Have you ever heard Wolfgang Amadeus Mozart’s (1756-1791) last and very popular German opera The Magic Flute performed completely in Mandarin? Can you imagine what adding jazz drums, a keyboard and hip-hop rhythms to Mozart’s opera orchestration would sound like? Thanks to the collaborative ingenuity of director Shan Cheng-chu, conductor Johnny Ku and composer Jan Tien-hao, the Taipei Philharmonic Theater will present The Magic Flute Fantasy — a hip-hop musical version of the opera — this Saturday and Sunday at the Sun Yat-sen Memorial Hall in Taipei and on June 9 at the Chungshan Hall in Greater Taichung.
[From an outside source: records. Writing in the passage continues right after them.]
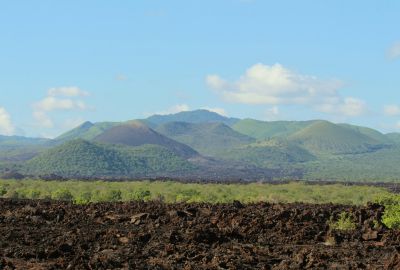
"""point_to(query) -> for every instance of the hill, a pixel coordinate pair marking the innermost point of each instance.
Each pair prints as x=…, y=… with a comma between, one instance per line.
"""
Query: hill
x=269, y=154
x=372, y=133
x=326, y=137
x=85, y=131
x=135, y=133
x=264, y=130
x=80, y=158
x=206, y=138
x=197, y=116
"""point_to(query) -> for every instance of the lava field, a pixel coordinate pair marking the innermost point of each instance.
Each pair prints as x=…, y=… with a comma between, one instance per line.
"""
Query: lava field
x=154, y=235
The most famous song in the musical is probably the elaborately florid aria “The vengeance of hell boils in my heart,” sung in Mandarin by the Queen of the Night. The aria is particularly technically demanding as it reaches a high pitch of F6, rarely heard in most operatic works.
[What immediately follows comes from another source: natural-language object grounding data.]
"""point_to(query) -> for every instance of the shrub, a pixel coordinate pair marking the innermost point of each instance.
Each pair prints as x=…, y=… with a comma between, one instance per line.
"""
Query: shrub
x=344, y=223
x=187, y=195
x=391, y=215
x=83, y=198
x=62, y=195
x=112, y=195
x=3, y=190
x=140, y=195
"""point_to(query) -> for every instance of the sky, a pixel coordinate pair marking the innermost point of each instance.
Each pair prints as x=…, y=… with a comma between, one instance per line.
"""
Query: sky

Following on from the 2003 production of The Magic Flute Fantasy, which was performed in 12 consecutive shows and attracted about 12,000 viewers across Taiwan, the Taipei Philharmonic Theater will now present a whole new production which retains the structure of the opera’s classic segments and characters, but alters the storyline to enliven the characters with a playful spirit as they embark on a magical adventure surrounding the magic flute. The characters include the funny bird-catcher Papageno (played by Na Wei-hsun), the Queen of the Night (played by Huang Shuan-wen), the queen’s daughter Princess Pamina (played by Lin Tzu-yin), Prince Tamino (played by Chou Ming-yu), the bird-catcher’s love interest Papagena, (played by Maital Dakiludun), High Priest Sarastro (played by Tseng Chih-yuan), Sarastro’s servant Monostatos (played by Lin Yu-hsuan), and the three ladies (played by Chen Wen-hai, Chen Ying-ta, and Chang Hong-cheng).
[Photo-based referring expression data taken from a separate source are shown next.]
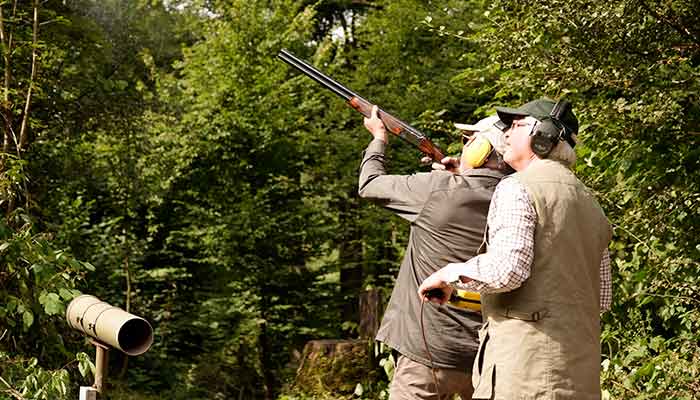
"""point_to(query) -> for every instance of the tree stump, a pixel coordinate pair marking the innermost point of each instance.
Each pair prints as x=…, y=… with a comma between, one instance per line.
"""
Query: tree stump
x=334, y=367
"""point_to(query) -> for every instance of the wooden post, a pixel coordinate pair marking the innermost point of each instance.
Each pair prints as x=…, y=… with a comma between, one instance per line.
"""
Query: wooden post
x=370, y=313
x=101, y=357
It is worth mentioning that the costumes were designed by Lin Ping-hao, adding considerable visual splendor to the musical. Coincidentally, Lin is featured in the latest issue of Performing Arts Review, telling the story of his artistic trajectory in collaborating with performing arts troupes over his decade-long career. Conductor Ku told the Taipei Times on Monday that the orchestration is reduced to an 11-person ensemble, including drums and keyboards, thus mixing different musical genres to combine the classical work with contemporary elements of popular music, R&B, and rap to supplant the imagery of classical music. Director Shan said, “The Magic Flute Fantasy is a crossover production, which will render a great experience for performing arts enthusiasts to appreciate.”